Autre originalité de sa carrière : son association – professionnelle, mais aussi sentimentale – avec Ismaël Merchant, co-producteur de l’intégralité de ses films, jusqu’à son décès en 2005. Fructueuse association qui leur ont permis de tourner à l’abri des vicissitudes des studios, tout en bénéficiant de leurs moyens. Association à laquelle il faut ajouter la compagnie de la scénariste allemande Ruth Prawer Jhabvala, qui travailla sur quasiment tous leurs films.

Directeur d’acteurs hors pair

Quatrième point : son talent de directeur d’acteurs. Daniel Day-Lewis, Hugh Grant, Anthony Hopkins, Christopher Walken, Kris Kristofferson, Paul Newman, Nick Nolte, James Mason, Ralph Fiennes, Alan Bates, Julian Sands, côté hommes ; Helena Bonham-Carter, Maggie Smith,  Judi Dench, Emma Thompson, Isabelle Adjani, Julie Christie, Vanessa Redgrave, Raquel Welch, Lee Remick, Julianne Moore, Uma Thurman, lui ont donné leur meilleur, même quand les films ne s’avéraient finalement pas à la hauteur des attentes, y ont donné le meilleur d’eux-mêmes.

Chantre du passé

Dernier point : ses plus grandes réussites se déroulent dans un passé, souvent victorien. D’où sa prédilection pour les mondes en devenir, au bord du gouffre, et qui permettent à ses personnages de se révéler à eux-mêmes – ou bien de rester dans une position figée face à l’Histoire.
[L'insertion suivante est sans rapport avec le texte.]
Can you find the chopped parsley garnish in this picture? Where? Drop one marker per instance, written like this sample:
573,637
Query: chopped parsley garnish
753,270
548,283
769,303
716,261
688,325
S’il n’a certes pas la grandiloquence opératique et baroque d’un Luchino Visconti, ni la puissance fictionnelle et visuelle d’un Joseph Losey, James Ivory n’en demeure pas moins par l’attention qu’il porte aux détails l’un des plus lucides et acerbes cinéastes sur le genre humain et les ironies de l’Histoire.

Dans sa pléthorique filmographie, 6 films indispensables à redécouvrir pour mieux savourer le miracle Call me by your name :

Quartet (1981)

En sélection officielle Cannes 1981, Quartet rassemble un quartet d’acteurs majestueux : Maggie Smith, Alan Bates, Isabelle Adjani et Anthony Higgins. La France des Années folles, Montparnasse et ses artistes, vus à travers les yeux de deux couples, qui ne comprennent rien au désastre à venir. Très belle adaptation de Jean Rhys, Quartet est le récit d’une double emprise, psychologique et artistique, orchestrée par un quatuor d’acteurs au sommet, dont Isabelle Adjani qui reçoit cette année-là un double prix d’interprétation à Cannes pour Quartet et Possession – le choc des extrêmes…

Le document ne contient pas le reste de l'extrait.